Friends – (the information in this section is based on how my friends helped me during my recovery)

“I noticed her smile had disappeared before I saw the marks on her arms. I really wanted to help her but I was worried that if I reacted it would seem confrontational. I didn’t really know how to approach her and worried that what I said or did might ruin our friendship or make matters worse for her.” 

My Suggested Action Plan
  • It can be tempting to jump in and try to understand what’s behind your friend’s self harming, especially if you are very close and have tended to share most things. Doing this however can have the opposite effect and instead of opening up, your friend is most likely to shy away from discussing it. Instead, stay calm and reassure them that you are there to listen whenever they need or want to talk.
  • If you suspect that your friend is self-harming but aren’t completely sure, avoid acting too hastily. Seeking advice from a trusted adult can be a good way to get support but this should be done in confidence and only after you’ve established your friend has a problem. If your friend has chosen you to confide in, it’s important that you keep their trust (whilst making sure you also have someone to talk to and do not feel emotionally burdened).
  • They may become withdrawn and less interested in socialising, especially in larger friendship groups. If other friends notice and start to question their behaviour, try if possible to deflect the attention away from them. Standing up for your friend is one of the best ways to let them know they have your complete support.

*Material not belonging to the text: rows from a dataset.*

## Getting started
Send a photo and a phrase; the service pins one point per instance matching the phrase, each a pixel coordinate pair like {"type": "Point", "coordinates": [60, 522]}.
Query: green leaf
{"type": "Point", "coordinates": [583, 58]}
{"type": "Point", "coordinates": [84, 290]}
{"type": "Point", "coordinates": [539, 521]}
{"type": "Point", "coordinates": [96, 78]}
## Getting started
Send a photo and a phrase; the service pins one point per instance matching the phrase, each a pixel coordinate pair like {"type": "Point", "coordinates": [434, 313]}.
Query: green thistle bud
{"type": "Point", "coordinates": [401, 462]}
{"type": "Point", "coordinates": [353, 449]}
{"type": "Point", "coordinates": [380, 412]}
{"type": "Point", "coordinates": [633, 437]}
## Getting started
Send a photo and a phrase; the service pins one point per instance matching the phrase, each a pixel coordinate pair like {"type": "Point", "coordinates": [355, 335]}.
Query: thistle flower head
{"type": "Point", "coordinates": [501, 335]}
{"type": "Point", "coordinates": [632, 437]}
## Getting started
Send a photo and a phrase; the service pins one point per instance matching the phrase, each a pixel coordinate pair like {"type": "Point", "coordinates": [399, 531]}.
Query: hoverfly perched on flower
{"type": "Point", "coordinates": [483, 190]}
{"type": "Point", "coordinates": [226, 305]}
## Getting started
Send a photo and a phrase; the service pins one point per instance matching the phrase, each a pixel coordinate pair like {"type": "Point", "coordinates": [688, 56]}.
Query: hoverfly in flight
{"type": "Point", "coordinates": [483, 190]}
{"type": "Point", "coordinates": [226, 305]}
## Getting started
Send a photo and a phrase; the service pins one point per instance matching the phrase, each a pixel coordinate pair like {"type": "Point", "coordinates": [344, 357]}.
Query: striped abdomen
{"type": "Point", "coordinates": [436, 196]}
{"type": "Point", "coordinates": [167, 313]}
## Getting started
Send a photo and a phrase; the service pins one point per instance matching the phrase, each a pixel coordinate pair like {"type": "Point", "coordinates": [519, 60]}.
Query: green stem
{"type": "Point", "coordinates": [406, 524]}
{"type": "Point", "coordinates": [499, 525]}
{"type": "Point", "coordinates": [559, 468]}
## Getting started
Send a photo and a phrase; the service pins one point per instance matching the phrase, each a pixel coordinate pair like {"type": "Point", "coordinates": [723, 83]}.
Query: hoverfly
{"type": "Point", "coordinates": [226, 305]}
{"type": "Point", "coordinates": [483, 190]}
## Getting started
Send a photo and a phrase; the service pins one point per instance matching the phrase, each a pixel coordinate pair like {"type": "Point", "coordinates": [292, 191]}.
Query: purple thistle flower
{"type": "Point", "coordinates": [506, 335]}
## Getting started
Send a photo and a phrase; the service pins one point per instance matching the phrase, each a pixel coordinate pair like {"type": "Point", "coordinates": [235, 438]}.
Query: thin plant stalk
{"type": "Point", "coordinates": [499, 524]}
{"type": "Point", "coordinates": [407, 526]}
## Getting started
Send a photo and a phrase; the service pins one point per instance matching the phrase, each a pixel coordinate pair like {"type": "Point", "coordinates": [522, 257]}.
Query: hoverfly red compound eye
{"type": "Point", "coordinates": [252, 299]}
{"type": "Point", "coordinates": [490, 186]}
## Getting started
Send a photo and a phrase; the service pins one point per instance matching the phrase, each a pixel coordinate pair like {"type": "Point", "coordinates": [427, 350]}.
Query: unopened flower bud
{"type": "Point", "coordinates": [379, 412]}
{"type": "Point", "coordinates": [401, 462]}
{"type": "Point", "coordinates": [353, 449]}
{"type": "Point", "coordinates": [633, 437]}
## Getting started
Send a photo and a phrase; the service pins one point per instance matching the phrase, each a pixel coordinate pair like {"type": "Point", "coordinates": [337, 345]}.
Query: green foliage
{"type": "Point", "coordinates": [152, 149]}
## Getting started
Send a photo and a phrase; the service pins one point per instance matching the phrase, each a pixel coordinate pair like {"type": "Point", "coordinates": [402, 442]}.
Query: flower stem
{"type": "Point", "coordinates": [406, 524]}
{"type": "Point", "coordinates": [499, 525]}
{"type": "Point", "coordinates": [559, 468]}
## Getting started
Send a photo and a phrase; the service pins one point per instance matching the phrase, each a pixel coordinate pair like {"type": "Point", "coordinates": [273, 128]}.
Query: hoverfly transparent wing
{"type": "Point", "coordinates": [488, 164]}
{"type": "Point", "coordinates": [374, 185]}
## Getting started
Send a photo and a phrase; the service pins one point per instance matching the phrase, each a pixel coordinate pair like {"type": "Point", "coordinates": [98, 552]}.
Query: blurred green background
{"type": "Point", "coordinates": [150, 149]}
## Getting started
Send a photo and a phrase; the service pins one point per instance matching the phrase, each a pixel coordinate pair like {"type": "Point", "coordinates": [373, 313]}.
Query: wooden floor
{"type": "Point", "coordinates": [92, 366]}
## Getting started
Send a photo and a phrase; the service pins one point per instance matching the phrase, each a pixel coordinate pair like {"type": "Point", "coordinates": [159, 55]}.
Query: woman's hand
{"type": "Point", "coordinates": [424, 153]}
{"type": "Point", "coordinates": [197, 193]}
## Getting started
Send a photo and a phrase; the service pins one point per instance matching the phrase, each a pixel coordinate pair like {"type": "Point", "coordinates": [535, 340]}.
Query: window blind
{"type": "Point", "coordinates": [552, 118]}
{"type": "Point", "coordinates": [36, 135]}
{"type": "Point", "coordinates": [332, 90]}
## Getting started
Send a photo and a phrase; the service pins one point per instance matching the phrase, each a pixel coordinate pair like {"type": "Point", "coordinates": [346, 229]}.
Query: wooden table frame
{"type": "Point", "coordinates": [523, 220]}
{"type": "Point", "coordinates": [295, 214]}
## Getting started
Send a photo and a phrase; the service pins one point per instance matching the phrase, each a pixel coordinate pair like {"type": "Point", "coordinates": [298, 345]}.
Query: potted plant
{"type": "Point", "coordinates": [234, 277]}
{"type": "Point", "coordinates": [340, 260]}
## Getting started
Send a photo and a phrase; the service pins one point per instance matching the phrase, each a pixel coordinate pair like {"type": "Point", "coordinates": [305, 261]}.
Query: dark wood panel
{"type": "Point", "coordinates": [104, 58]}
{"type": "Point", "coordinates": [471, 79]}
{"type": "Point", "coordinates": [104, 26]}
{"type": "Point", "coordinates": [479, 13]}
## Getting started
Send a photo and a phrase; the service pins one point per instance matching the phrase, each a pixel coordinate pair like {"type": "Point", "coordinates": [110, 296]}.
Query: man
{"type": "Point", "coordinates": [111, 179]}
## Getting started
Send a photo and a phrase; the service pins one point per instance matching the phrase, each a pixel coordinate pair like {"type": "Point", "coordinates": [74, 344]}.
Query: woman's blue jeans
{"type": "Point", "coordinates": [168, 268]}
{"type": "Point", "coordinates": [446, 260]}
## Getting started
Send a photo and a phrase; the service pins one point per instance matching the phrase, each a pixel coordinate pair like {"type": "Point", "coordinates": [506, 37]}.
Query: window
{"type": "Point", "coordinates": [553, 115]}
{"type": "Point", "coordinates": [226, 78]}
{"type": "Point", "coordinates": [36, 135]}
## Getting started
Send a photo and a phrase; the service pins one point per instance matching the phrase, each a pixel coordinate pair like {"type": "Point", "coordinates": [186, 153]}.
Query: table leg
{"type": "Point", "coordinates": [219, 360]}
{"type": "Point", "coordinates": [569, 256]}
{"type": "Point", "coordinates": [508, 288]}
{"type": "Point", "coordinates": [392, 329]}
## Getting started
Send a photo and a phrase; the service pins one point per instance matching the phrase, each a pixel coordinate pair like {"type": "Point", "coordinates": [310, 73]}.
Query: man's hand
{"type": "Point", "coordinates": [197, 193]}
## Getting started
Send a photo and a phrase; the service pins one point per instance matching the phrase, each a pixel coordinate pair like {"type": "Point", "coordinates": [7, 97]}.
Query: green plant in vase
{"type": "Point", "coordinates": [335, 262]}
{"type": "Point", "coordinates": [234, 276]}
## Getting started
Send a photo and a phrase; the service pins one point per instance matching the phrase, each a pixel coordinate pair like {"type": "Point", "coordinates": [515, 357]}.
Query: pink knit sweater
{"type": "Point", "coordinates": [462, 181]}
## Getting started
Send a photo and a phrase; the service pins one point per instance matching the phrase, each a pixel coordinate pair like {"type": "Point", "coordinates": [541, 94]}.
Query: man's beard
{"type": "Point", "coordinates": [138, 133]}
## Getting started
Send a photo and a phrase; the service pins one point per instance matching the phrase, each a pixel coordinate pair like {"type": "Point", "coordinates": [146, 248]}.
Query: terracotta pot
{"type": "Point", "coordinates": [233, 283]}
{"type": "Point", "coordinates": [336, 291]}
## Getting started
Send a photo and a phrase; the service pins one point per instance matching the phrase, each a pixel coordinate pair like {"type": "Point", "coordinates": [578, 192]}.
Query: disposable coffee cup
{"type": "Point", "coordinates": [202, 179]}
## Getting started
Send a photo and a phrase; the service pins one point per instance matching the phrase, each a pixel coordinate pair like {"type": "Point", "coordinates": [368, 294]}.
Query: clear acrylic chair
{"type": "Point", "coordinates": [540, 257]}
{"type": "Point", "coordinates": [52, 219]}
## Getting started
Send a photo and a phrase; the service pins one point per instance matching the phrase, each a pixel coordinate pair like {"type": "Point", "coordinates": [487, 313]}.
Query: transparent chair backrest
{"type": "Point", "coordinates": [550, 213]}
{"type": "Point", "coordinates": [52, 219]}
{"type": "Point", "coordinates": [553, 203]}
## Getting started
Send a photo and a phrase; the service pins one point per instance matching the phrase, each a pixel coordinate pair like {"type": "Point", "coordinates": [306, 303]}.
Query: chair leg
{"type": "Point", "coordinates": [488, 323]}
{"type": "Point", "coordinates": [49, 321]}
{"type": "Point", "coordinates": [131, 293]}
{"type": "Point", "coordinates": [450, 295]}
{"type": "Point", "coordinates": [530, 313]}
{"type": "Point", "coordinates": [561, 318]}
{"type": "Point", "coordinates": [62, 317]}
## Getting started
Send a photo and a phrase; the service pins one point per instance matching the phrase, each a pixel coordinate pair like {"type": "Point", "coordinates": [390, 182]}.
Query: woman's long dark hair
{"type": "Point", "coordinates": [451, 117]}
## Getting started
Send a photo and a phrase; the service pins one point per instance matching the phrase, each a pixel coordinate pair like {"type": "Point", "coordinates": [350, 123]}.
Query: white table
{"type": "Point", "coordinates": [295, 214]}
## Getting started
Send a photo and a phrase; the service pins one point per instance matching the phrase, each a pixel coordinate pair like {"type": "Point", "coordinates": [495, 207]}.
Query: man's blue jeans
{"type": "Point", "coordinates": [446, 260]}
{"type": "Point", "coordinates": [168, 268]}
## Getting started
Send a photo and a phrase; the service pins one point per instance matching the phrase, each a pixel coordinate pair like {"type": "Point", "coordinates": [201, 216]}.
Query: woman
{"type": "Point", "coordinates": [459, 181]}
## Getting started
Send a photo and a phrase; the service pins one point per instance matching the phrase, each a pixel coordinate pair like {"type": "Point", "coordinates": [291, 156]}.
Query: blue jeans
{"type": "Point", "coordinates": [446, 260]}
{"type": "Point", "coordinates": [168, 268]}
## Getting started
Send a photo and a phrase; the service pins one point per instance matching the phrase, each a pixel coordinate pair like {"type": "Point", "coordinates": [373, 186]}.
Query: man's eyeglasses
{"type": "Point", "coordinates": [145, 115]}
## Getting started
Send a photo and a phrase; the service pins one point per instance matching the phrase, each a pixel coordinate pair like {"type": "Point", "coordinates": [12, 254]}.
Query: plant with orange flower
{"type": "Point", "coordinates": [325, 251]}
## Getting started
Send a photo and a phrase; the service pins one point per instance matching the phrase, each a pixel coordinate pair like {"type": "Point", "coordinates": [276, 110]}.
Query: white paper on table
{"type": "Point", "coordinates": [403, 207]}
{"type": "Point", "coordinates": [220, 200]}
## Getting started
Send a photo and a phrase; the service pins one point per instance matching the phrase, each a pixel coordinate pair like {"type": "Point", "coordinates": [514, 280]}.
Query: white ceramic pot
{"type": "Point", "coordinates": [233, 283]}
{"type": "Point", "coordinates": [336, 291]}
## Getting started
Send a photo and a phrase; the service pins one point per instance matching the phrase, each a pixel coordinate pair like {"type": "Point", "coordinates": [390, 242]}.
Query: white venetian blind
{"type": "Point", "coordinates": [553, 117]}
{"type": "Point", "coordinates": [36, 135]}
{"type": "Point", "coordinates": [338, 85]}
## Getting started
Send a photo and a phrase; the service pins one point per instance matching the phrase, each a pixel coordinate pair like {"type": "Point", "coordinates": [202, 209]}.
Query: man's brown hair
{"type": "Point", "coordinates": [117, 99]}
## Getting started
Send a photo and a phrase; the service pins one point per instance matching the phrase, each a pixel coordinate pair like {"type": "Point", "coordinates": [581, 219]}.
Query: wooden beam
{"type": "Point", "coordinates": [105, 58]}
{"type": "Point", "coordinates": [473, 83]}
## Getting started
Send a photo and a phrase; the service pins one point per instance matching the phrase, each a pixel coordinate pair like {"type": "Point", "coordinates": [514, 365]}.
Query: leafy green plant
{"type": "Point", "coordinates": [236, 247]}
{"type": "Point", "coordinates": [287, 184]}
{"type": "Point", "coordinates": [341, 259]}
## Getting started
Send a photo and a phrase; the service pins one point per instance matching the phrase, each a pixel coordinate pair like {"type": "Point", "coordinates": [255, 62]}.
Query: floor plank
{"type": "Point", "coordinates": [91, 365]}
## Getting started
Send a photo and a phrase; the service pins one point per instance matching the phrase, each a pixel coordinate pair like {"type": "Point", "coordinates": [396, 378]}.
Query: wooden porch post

  • It’s likely that they could be finding it hard to keep up with the pressures of a daily routine. Whether it’s school, University or a career, it can be doubly hard when you’re dealing with the emotional impact of self-harm. Helping them where you can to lessen or manage their workload will make everything seem less overwhelming – organising a study session together or swapping notes on a presentation are just some of the ways to help alleviate their stress.